Now, 11 years later, Sandberg speaks out about the lifelong trauma of sexual assault and is an unlikely fan of Stieg Larsson, the Swedish crime author whose heroines are the victims of horrific rape and incest.
Like Larsson's young heroine Lisbeth Salander, the victim of a ritualistic rape, Sandberg is angry, distrustful of others and "fiercely independent."
"It was very cathartic reading the books and when I watched the first movie I was blown away," said Sandberg, 24, now living in Washington, D.C. "It was the first active and aggressive depiction of a survivor I have ever seen."
Just this week, Music Box Films, U.S. distributors for "The Girl With the Dragon Tattoo" are sending the Swedish movie to rape crisis centers and college groups who will show it to support victims of sexual assault.
So far, 125 have signed up, and they are prepared to give away thousands of DVD's for free.
The company has partnered with the Rape, Abuse and Incest National Network (RAINN) to use the films as part of an educational program to advocate for trauma victims and bring attention to assault prevention.
It carries a warning for survivors that they mayface challenges dealing with the graphic rape scenes and experience flashbacks.

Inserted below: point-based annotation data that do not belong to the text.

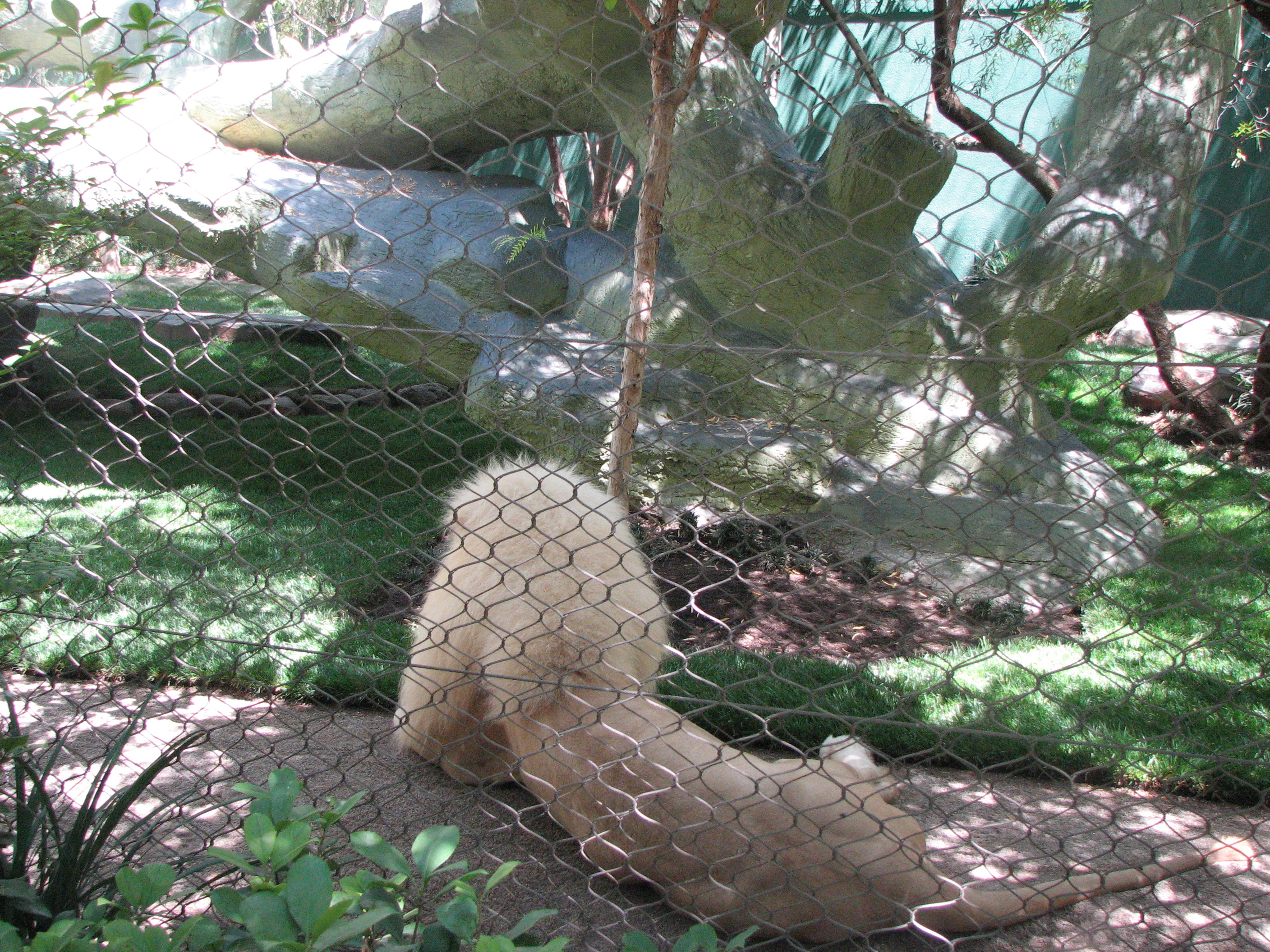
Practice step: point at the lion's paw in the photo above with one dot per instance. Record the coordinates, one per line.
(846, 749)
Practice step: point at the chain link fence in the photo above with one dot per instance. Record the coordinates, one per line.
(939, 342)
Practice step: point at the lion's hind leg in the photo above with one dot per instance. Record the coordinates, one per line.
(859, 758)
(445, 715)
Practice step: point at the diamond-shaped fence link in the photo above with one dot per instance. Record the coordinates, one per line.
(929, 590)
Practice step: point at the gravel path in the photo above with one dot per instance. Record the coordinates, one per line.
(981, 827)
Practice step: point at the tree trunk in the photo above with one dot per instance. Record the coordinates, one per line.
(1192, 397)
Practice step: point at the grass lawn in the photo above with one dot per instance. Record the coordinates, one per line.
(1168, 683)
(229, 554)
(226, 553)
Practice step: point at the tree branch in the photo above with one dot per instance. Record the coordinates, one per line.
(667, 98)
(861, 56)
(1193, 397)
(948, 24)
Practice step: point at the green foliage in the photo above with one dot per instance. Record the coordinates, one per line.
(58, 859)
(30, 567)
(512, 245)
(293, 899)
(106, 86)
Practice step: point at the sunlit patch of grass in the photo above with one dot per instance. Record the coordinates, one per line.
(116, 360)
(1168, 683)
(166, 293)
(229, 553)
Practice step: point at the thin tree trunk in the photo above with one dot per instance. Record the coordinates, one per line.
(1259, 439)
(774, 56)
(667, 98)
(1192, 397)
(601, 155)
(559, 182)
(948, 24)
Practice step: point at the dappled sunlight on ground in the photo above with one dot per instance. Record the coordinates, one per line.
(980, 828)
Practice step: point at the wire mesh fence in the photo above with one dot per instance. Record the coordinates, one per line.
(877, 400)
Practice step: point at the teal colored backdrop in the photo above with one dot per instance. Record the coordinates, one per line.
(1025, 83)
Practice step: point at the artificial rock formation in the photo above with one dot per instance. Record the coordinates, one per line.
(807, 355)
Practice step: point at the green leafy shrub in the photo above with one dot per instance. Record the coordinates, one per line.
(291, 899)
(54, 860)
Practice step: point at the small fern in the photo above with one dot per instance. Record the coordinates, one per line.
(514, 245)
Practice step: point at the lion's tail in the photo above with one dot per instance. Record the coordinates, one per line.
(975, 908)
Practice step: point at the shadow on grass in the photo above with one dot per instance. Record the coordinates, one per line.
(1166, 687)
(228, 553)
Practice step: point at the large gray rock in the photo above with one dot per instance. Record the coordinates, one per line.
(1194, 332)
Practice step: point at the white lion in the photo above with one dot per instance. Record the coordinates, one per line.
(534, 659)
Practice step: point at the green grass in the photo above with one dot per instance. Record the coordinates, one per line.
(1168, 685)
(229, 554)
(226, 553)
(115, 360)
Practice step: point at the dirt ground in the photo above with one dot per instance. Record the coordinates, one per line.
(981, 827)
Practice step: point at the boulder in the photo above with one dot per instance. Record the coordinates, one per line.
(1194, 332)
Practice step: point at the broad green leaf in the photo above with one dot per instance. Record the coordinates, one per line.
(343, 932)
(637, 941)
(143, 889)
(261, 834)
(379, 851)
(460, 915)
(265, 914)
(23, 897)
(529, 921)
(309, 890)
(500, 875)
(433, 848)
(332, 915)
(66, 12)
(197, 934)
(228, 903)
(291, 842)
(436, 938)
(698, 938)
(285, 786)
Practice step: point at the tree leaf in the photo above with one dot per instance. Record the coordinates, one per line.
(265, 914)
(637, 941)
(698, 938)
(529, 921)
(308, 892)
(343, 932)
(143, 889)
(433, 847)
(460, 915)
(379, 851)
(436, 938)
(66, 12)
(500, 875)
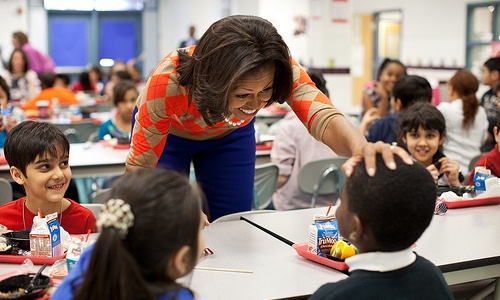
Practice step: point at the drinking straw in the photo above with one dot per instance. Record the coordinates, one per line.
(87, 237)
(329, 207)
(223, 270)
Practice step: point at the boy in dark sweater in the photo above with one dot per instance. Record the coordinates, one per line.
(383, 216)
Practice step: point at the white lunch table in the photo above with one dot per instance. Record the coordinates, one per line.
(276, 269)
(464, 243)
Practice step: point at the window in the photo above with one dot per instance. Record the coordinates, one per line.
(483, 30)
(79, 39)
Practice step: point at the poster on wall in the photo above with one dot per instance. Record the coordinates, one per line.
(316, 9)
(338, 11)
(495, 49)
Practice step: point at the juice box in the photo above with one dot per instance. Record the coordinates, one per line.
(45, 236)
(323, 233)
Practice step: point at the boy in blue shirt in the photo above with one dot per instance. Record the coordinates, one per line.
(407, 90)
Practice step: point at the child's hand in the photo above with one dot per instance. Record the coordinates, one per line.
(452, 169)
(434, 171)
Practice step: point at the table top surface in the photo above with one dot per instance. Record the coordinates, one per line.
(460, 239)
(277, 270)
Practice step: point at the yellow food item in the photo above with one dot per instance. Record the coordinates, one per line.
(342, 250)
(348, 252)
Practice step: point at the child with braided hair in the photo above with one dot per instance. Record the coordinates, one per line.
(150, 235)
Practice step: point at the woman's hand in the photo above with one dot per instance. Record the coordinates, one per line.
(434, 172)
(369, 152)
(452, 169)
(10, 124)
(369, 118)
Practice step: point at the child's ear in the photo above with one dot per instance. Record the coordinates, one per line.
(178, 264)
(441, 139)
(17, 175)
(356, 230)
(398, 105)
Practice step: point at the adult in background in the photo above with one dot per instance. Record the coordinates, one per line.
(191, 40)
(466, 121)
(21, 79)
(38, 61)
(293, 147)
(199, 107)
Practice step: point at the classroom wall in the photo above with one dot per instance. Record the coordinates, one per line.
(432, 31)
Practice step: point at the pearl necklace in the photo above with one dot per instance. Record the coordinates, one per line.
(237, 123)
(60, 214)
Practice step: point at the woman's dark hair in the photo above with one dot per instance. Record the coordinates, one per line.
(5, 87)
(319, 81)
(428, 117)
(385, 63)
(84, 80)
(21, 37)
(493, 64)
(30, 139)
(465, 85)
(120, 89)
(396, 206)
(166, 209)
(25, 59)
(231, 49)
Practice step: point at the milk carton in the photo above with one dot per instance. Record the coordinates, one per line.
(323, 233)
(45, 236)
(480, 176)
(76, 247)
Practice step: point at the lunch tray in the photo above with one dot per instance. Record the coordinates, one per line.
(301, 249)
(472, 202)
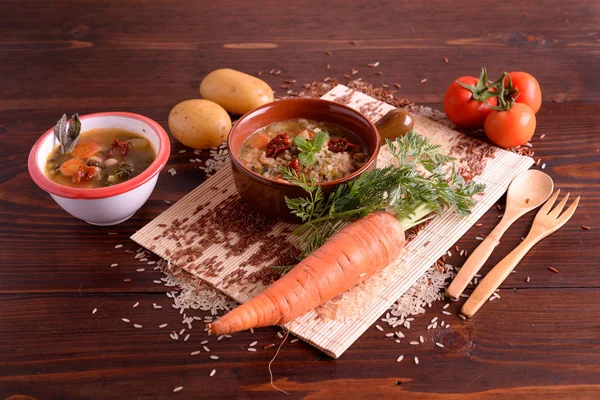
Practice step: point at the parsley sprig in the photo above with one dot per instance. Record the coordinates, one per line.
(309, 148)
(402, 190)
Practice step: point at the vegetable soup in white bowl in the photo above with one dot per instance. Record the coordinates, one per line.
(104, 175)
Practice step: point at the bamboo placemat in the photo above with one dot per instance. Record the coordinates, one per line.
(365, 302)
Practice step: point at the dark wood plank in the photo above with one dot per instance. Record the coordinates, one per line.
(521, 344)
(188, 39)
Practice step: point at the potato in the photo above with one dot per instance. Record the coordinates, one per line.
(235, 91)
(200, 124)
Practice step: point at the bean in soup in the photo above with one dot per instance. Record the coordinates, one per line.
(320, 150)
(102, 157)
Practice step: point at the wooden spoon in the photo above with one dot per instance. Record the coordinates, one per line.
(526, 192)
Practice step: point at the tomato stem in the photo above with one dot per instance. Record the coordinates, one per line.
(506, 98)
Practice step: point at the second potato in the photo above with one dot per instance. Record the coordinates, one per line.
(235, 91)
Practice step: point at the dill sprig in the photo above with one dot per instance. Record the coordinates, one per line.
(402, 190)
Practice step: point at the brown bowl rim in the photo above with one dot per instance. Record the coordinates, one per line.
(347, 178)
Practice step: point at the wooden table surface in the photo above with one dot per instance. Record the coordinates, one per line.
(541, 338)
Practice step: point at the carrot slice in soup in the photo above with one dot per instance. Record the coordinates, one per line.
(69, 167)
(85, 150)
(258, 141)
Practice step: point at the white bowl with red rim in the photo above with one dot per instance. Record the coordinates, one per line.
(107, 205)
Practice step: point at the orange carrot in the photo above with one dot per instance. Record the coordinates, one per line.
(353, 254)
(69, 167)
(85, 150)
(258, 141)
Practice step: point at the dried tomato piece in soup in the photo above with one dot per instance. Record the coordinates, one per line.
(118, 148)
(337, 145)
(278, 144)
(83, 173)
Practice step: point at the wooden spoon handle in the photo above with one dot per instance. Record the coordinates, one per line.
(495, 277)
(476, 260)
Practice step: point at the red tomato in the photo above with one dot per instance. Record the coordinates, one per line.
(462, 108)
(510, 128)
(529, 91)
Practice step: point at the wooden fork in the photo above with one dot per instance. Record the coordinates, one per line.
(545, 223)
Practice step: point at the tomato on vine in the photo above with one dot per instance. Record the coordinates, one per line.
(524, 88)
(467, 100)
(510, 124)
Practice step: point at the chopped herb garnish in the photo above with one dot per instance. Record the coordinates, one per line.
(309, 148)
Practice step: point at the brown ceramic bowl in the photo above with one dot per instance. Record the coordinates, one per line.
(266, 195)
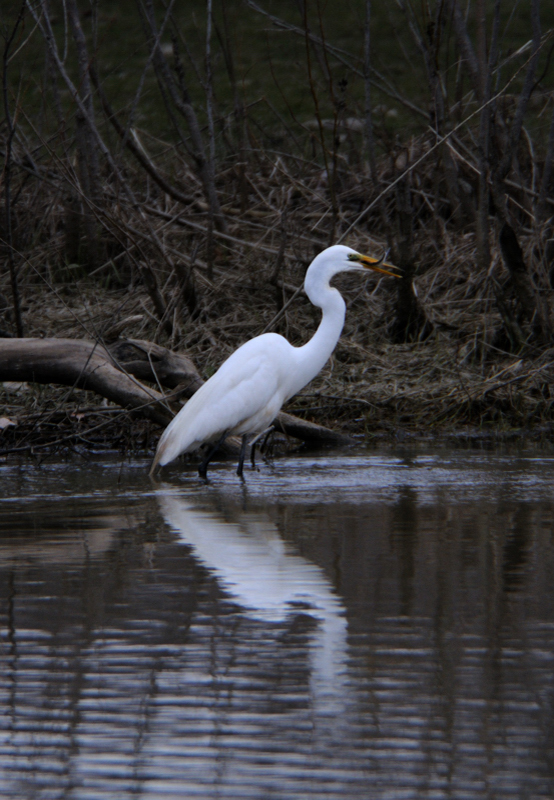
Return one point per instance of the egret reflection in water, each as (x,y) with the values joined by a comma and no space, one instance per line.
(260,572)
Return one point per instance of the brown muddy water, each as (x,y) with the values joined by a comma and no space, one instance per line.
(355,625)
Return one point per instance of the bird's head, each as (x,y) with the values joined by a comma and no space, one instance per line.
(340,258)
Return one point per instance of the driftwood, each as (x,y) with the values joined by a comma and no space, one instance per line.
(116,371)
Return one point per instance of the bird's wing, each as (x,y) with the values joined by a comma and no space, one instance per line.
(243,392)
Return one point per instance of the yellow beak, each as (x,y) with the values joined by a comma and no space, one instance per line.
(375,264)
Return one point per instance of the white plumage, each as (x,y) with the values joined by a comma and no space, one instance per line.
(247,392)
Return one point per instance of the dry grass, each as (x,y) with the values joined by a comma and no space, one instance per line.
(460,377)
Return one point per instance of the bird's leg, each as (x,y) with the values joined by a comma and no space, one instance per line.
(269,432)
(263,435)
(242,454)
(203,468)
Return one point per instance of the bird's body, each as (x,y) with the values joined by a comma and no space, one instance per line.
(247,392)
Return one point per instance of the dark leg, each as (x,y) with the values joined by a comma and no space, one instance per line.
(203,468)
(263,435)
(268,435)
(242,454)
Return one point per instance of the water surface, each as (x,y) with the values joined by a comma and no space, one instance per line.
(359,625)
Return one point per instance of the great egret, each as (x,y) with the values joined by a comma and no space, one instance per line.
(246,393)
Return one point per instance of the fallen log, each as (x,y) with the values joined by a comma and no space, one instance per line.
(85,365)
(116,371)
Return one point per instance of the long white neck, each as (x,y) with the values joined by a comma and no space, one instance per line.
(311,358)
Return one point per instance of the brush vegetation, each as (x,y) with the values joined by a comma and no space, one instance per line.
(170,170)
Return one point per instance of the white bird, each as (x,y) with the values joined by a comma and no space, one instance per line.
(247,392)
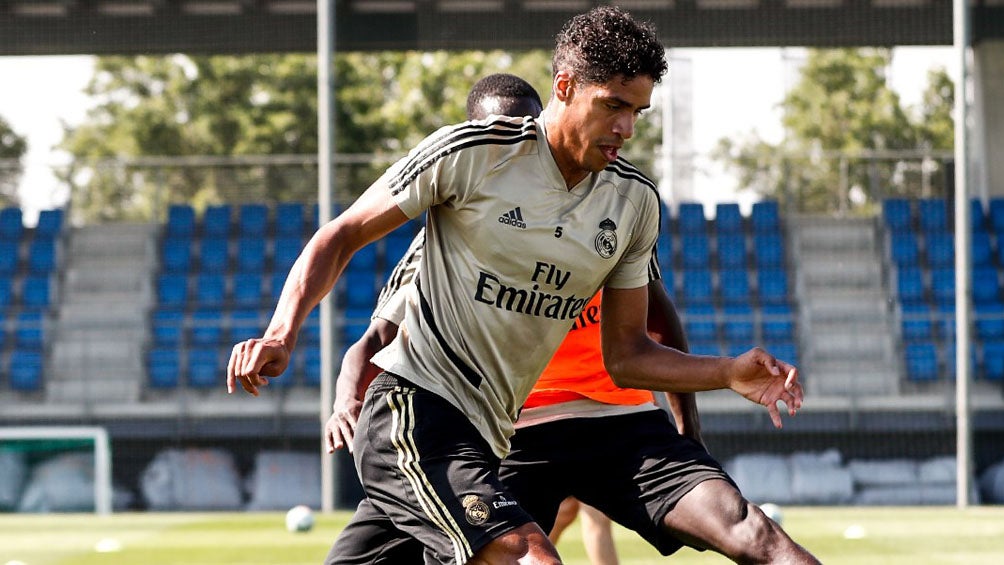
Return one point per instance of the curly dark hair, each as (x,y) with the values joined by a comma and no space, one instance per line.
(605,42)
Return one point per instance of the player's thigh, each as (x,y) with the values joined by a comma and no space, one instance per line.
(424,465)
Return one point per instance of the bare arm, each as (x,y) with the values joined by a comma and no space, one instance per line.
(635,360)
(666,328)
(354,376)
(311,277)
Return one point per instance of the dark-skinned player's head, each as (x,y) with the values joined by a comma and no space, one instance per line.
(502,94)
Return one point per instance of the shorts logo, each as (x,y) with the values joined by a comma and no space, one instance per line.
(475,511)
(606,240)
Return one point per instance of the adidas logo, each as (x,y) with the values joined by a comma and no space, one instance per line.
(513,218)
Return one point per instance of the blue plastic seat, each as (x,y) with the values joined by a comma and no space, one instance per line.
(768,251)
(734,286)
(252,220)
(49,223)
(697,286)
(176,255)
(206,368)
(731,251)
(691,218)
(904,249)
(11,224)
(932,215)
(172,290)
(728,218)
(181,221)
(164,367)
(940,250)
(910,286)
(210,289)
(214,255)
(250,254)
(922,361)
(36,292)
(25,369)
(42,255)
(695,251)
(765,217)
(700,323)
(898,215)
(772,286)
(217,221)
(289,219)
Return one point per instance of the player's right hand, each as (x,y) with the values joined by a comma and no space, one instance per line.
(253,360)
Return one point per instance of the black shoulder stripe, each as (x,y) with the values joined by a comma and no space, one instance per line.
(406,179)
(469,373)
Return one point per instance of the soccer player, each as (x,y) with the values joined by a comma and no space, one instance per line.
(526,220)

Larsson, who died of a heart attack just after handing over the manuscripts to the publisher in 2004, was a champion of women's rights and a crusader against sex trafficking, the central theme in the millennium trilogy.
"The Girl With the Dragon Tattoo," now available on DVD, is the highest grossing film in Sweden's history and the most profitable European production in 2009. "The Girl Who Played With Fire" was released to U.S. audiences this summer and "The Girl Who Kicked the Hornet's Nest," will premiere Oct. 29.
An American version of the first film starring Rooney Mara and Daniel Craig will soon begin production.
The films illustrate the real life effects of sexual violence on victims and survivors, emphasizing the importance of getting help.
According to statistics from RAINN, an estimated 248,300 Americans were assaulted in the 2007 and 1 in 6 women and 1 in 33 men will be sexually assaulted in their lifetime. College students are more than four times likely to be victims.
The organization is determined to get the films screened and discussed at as many colleges and crisis centers as possible to educate students about sexual assault and to provoke a discussion about how the fictional crimes were portrayed and how those assaults affected the mental health of victims for a lifetime.
Sexual assault survivors are more likely to suffer from depression and post-traumatic stress disorder, abuse alcohol and drugs and to contemplate suicide, much like Larsson's fictional characters Salander and Vanger.